Production cluster

This guide will walk through the deployment and administration of a production-grade instance of the Dyff platform.

Dyff architecture block diagram.

About the Dyff platform

Dyff is a “batteries-included” platform for conducting AI safety research. Beyond providing only Python libraries for modeling safety cases, Dyff offers a large-scale Kubernetes-native platform that supports the testing of Large Language Models (LLMs) at full speed and against large datasets.

In addition, the Dyff platform is completely open source, including the component projects as well as the hosted version of Dyff available at app.dyff.io. This means that Dyff can be fully self-hosted at your organization’s site, allowing you to perform safety evaluations without your organization’s data or models having to leave your data center, and you can study our live production deployment to learn how to operate Dyff successfully.

Dyff is designed from the ground up to be run on any Kubernetes cluster with no dependence on any specific cloud provider.

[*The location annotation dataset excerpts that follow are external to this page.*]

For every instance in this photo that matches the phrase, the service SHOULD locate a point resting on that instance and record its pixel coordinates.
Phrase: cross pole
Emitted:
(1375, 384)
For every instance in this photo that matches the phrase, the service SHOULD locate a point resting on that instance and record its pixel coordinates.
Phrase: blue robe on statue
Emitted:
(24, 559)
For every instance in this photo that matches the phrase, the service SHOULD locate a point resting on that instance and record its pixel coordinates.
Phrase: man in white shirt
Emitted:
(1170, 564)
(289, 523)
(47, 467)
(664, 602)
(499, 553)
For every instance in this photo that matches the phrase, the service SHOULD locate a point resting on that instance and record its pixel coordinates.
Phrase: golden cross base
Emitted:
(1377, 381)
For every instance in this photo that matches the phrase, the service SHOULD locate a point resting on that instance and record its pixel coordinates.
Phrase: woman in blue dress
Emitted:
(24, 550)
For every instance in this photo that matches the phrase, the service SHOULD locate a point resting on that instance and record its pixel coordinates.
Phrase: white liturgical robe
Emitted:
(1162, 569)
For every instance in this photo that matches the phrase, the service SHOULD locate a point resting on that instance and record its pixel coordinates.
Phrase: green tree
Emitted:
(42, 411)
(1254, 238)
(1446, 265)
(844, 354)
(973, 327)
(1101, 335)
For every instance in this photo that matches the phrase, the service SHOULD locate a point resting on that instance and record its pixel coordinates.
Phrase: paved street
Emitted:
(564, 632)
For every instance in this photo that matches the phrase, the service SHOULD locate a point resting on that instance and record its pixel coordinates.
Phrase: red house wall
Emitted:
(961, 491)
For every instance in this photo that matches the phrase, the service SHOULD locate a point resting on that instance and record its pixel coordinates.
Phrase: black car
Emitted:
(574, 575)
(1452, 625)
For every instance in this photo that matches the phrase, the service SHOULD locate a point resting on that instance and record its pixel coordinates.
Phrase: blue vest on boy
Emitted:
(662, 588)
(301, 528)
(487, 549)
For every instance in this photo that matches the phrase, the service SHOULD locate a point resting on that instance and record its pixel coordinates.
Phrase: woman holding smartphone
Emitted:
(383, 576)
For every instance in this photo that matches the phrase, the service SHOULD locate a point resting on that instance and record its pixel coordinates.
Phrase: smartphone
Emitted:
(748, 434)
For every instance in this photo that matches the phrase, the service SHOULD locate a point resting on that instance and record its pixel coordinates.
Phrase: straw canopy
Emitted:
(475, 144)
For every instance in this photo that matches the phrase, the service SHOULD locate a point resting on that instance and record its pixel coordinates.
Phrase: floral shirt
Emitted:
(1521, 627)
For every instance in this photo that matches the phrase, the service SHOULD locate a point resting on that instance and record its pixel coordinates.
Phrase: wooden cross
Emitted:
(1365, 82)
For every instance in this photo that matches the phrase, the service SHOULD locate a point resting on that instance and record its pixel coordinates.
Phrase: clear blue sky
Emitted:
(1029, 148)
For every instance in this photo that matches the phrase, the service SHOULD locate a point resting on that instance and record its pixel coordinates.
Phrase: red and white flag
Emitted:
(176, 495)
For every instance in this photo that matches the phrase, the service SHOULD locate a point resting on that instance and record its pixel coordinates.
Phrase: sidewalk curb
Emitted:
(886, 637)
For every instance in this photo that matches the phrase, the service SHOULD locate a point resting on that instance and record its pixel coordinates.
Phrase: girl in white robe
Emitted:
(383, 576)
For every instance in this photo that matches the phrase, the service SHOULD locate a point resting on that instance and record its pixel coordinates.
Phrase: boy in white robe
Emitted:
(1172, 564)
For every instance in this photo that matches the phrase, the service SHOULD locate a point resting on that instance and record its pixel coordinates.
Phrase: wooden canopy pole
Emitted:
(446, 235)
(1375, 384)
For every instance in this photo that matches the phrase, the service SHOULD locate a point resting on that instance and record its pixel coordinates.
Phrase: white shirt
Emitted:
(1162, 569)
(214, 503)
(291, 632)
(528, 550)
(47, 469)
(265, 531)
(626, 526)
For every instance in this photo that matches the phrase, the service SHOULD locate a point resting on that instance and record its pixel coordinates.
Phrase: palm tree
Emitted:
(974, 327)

With that, our autoscaling functionality has primarily been tested on Google Cloud and we are the most familiar with operating production Dyff in that context.

If you encounter issues with operating a Dyff component in a certain cloud environment, please create an issue on the relevant Dyff project and we can start a conversation about it.

If you are not ready for production and just want a local development cluster, see the Local cluster tutorial.

Platform components

A typical Dyff platform deployment consists of the following components.

Backing services

In addition to Dyff-specific components, the following additional components are typically present:

  • Kafka preserves the entire history of workflow events and is the system of record for workflows.

  • MongoDB stores the auth database and provides a materialized view of workflow results.

  • Dyff inputs, intermediate artifacts, and outputs are stored in S3-compatible object storage.